Labour and Conservative Prime Ministers have for many years undertaken reshuffles that can do more harm than good. The way they are carried out is crude. Too often there is insufficient time spent on training, mentoring, career and succession planning. The good practices of personnel management, and some of the common courtesies of working with others, are ignored because we are told “government is different”.
Government is different. It has more power. It has the power to take money off people, sending them to prison if they refuse to pay. It has the power to make everyone do as it says, by changing the law. It operates on a huge scale, affecting directly the lives of every single person in the country. Those characteristics, you might have thought, would encourage the use of the very best techniques of personnel selection, retention and promotion.
Instead, reshuffles are often seen as ways of disciplining MPs by idle threats and hints of advancement. We read of far more reshuffles than are carried out. We read of far more sackings than happen. Whilst some of the press stories on Ministerial changes are planted by others which the government cannot control, some of the most persistent have under various PMs come from the centre. A Minister learns of his pending sacking from a paper, not from his boss.
There are three good reasons why some Ministers need to be sacked. If a Minister is not good at the job and lacks the Ministerial skills, he or she might need to be asked to stand down. This should only follow clear warnings, the offer of mentoring and training, and all the other usual efforts made in business to get an executive to perform. The eventual sacking if the help fails should not be a surprise and should be managed by mutual private communication.
If a Minister is becoming too detached from the government’s policy, is becoming an encouragement for dissenting views, and is seeking to rally MPs or other outside forces to his cause, the PM may have to move him or her or get them to leave. This should also follow attempts to get the Minister to play by the rules and to stick to the common line.
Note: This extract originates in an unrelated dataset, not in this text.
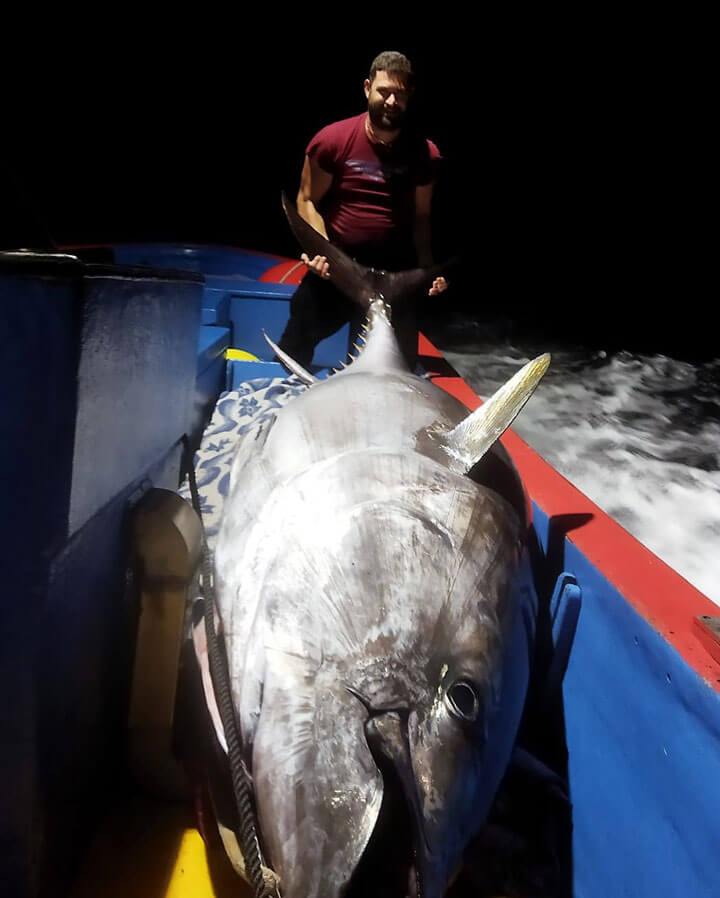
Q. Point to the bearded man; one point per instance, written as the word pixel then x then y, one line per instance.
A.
pixel 366 185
Mr Clegg should be having these types of conversation with Mr Cable, who often seems to be a loose cannon seeking to appeal to Lib Dems thinking of a different Leader by providing a running critical commentary on the government he is meant to defend.
If a decent hard working Minister has spent a long time at a given level of government and is not thought suitable for promotion, there comes a time when his or her place might be needed for some new talent. This is the more difficult case for sacking. The sensible way to handle this would be for the PM when appointing a PUSS or a Minister of State to outline the options for the future. He could say that typically someone might be a junior Minister for up to say 4 years, but then it would be upwards or out. The regular reviews a junior Minister should have with a Senior Minister would cover the Ministers future eligibility and suitability for promotion. By the time the Minister was asked to leave without promotion it should be no surprise, as expectations would be managed accordingly.
Quite often the need for changes to Ministerial ranks is forced on a PM. This government has had to find a new Chief Secretary to the Treasury and a new Energy Secretary following the enforced resignations of Mr Laws and Mr Huhne. More recently the government has lost its Railway Minister to the ambition of becoming Deputy Speaker. If the government is following a good policy of career advancement and training there will be natural successors available to bring on.
Managing expectations and eliminating most surprises will remove much of the bitterness from sackings. If someone is sacked out of the blue they will feel the world is unfair and will resent the PM. If they have been through a long process of trying to meet targets and expectations but have failed at least they will understand why they have gone and will have had a chance to put it right. If they have not made it to promotion they will have some idea of why and may be more reconciled. It will not have been a shock. Each category could also be given some flexibility on leaving date if that would help. We need to get away from the idea that many jobs have to be switched all at the same time. Occasional minor adjustments might be a better, less destabilising way.
Equally important to the task of removing people without surprise or without too many feelings of ill will is the task of giving new Ministers clear instructions on what they are expected to achieve. Indeed, you can only have a fair and effective system of personnel management if people are set achievable tasks and are judged by reasonable criteria on how well they have achieved those tasks. I will talk in a later blog about what the different levels of Minister should be expected to do, and how a PM and his senior Ministers can monitor, assess and encourage to get better results.